Dissidents openly call for democracy at Damascus meeting

DNE
DNE
5 Min Read

DAMASCUS: More than 100 dissidents heard calls for a peaceful transition to democracy at a public meeting in Syria’s capital on Monday that they said was unprecedented in five decades of iron-fisted Baath party rule.

The opposition figures, all of them independent of any party affiliation, gathered in a hotel in Damascus to discuss a way out of the deadly clashes between security forces and protesters that have rocked Syria since mid-March.

They sang the national anthem and held a minute’s silence for the "martyrs, both civilian and military."

"There are two ways forward — the first a clear and non-negotiable move to a peaceful transition to democracy which would rescue our country and our people," opposition activist Munzer Khaddam told the meeting.

"The alternative is a road that leads into the unknown and which will destroy everyone," he said.

"We are with the people and we, like them, have chosen the first path. Those who refuse to take it will go to hell."

The president of the Syrian League for Human Rights, Abdel Karim Rihawi, stressed that the meeting was not intended to take the place of the "protesters in the street."

"We will talk so that we can formulate a national strategy on how to end Syria’s current crisis," he earlier told AFP.

The London-based Syrian Observatory for Human Rights says 1,342 civilians have been killed in the government’s crackdown and that 342 security force personnel have also died.

Anwar Bunni, a prominent human rights lawyer who has spent five years in Syrian jails, said it was the "first meeting of its kind at a public venue announced in advance."

There had been no confirmation from the Syrian authorities that the meeting would be allowed to go ahead.

Bunni told AFP that opponents of President Bashar Al-Assad would take part in the "national dialogue" he proposed last week only if peaceful demonstrations were authorised, political prisoners released, the opposition recognized and the use of force ended.

In a televised address on June 20 — only his third since the protests against his 11-year rule erupted — Assad said the proposed dialogue could lead to a new constitution and even an end to his Baath party’s monopoly of power.

But Assad said he refused to reform Syria under "chaos," drawing a pledge from the pro-democracy activists who have spearheaded the protests that their "revolution" would go on.

Demonstrators again took to the streets later the same day, meeting deadly violence from the security forces.

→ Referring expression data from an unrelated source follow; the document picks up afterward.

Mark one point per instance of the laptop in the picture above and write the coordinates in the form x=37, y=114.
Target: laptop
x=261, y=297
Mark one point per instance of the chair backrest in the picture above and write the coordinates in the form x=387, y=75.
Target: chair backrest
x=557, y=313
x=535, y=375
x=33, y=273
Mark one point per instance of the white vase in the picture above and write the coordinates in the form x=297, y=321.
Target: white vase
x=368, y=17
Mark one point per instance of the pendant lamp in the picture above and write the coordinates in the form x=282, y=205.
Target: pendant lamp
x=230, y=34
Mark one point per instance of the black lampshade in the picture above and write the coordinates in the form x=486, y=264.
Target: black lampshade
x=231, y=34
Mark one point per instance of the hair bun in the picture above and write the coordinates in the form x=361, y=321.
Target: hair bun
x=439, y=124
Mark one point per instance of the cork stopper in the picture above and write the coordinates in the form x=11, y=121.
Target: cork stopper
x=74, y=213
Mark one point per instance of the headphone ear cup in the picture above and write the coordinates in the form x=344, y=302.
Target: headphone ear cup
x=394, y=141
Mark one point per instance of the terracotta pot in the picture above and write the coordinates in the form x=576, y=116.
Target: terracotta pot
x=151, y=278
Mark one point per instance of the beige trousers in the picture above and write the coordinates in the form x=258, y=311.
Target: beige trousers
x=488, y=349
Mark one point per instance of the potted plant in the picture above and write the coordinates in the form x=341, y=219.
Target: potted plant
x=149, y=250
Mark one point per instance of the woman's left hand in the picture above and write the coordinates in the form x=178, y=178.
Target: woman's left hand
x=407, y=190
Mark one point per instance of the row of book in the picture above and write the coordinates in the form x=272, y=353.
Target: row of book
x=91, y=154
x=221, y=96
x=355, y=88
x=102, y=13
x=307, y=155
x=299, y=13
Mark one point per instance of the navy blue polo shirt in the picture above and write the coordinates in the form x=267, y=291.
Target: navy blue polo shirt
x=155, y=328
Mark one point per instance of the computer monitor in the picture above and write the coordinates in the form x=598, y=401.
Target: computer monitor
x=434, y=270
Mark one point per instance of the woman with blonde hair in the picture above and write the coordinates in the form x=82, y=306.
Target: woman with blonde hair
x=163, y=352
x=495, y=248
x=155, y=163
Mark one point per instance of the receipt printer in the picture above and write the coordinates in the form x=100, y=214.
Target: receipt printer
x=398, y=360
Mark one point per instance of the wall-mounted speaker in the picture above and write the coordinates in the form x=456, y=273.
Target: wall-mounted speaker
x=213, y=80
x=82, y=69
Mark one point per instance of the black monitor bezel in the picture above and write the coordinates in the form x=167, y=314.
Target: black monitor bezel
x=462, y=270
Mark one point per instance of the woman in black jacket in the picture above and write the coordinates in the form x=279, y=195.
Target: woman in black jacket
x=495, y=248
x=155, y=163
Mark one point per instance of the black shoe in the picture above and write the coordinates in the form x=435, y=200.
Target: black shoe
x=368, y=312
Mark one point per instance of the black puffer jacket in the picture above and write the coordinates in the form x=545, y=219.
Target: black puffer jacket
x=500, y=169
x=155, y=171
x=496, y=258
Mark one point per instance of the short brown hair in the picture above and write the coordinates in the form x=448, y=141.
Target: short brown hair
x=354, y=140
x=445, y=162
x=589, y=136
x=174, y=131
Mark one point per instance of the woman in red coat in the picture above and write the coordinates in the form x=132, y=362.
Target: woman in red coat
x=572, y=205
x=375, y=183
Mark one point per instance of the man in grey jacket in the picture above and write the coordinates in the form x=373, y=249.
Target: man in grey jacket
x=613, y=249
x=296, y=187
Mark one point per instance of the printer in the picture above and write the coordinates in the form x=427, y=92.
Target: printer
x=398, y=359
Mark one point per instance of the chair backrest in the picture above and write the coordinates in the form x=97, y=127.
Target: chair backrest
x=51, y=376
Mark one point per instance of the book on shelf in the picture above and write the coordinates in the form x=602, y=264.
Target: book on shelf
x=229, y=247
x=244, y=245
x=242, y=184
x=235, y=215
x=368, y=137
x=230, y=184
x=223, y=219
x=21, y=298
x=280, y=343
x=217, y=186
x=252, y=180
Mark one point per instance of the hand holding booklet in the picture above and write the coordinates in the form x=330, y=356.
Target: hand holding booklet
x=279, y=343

Some of the dissidents who gathered in Damascus sought to distance themselves from opposition activists who met in the Turkish Mediterranean resort of Antalya earlier this month and who included members of the banned Muslim Brotherhood as well as secular politicians.

"We have no links with the opposition activists abroad — we too question their real objectives," said writer Nabil Saleh.

In the days since Assad’s speech, the security forces have pressed their deadly sweep for dissidents towards Syria’s borders sending around 11,000 refugees fleeing into Turkey and hundreds more across to Lebanon.

Some 300 students detained last week after a rare protest in Syria’s second-largest city Aleppo have been charged with "sabotage" and "insulting the president," a human rights activist said Monday.

"It is a new sign that the authorities are set on deepening the crisis rather than finding political solutions," said Radif Mustafa, the chairman of the Kurdish Human Rights Committee.

Pro-government daily Al-Watan said on Sunday that the border areas near Turkey being targeted by the military had been used as a "key crossing for armed groups".

But foreign governments have refused to accept the contention that the protests are the work of armed gangs supported from abroad. "We’re just not buying it," US State Department spokesperson Victoria Nuland said last week.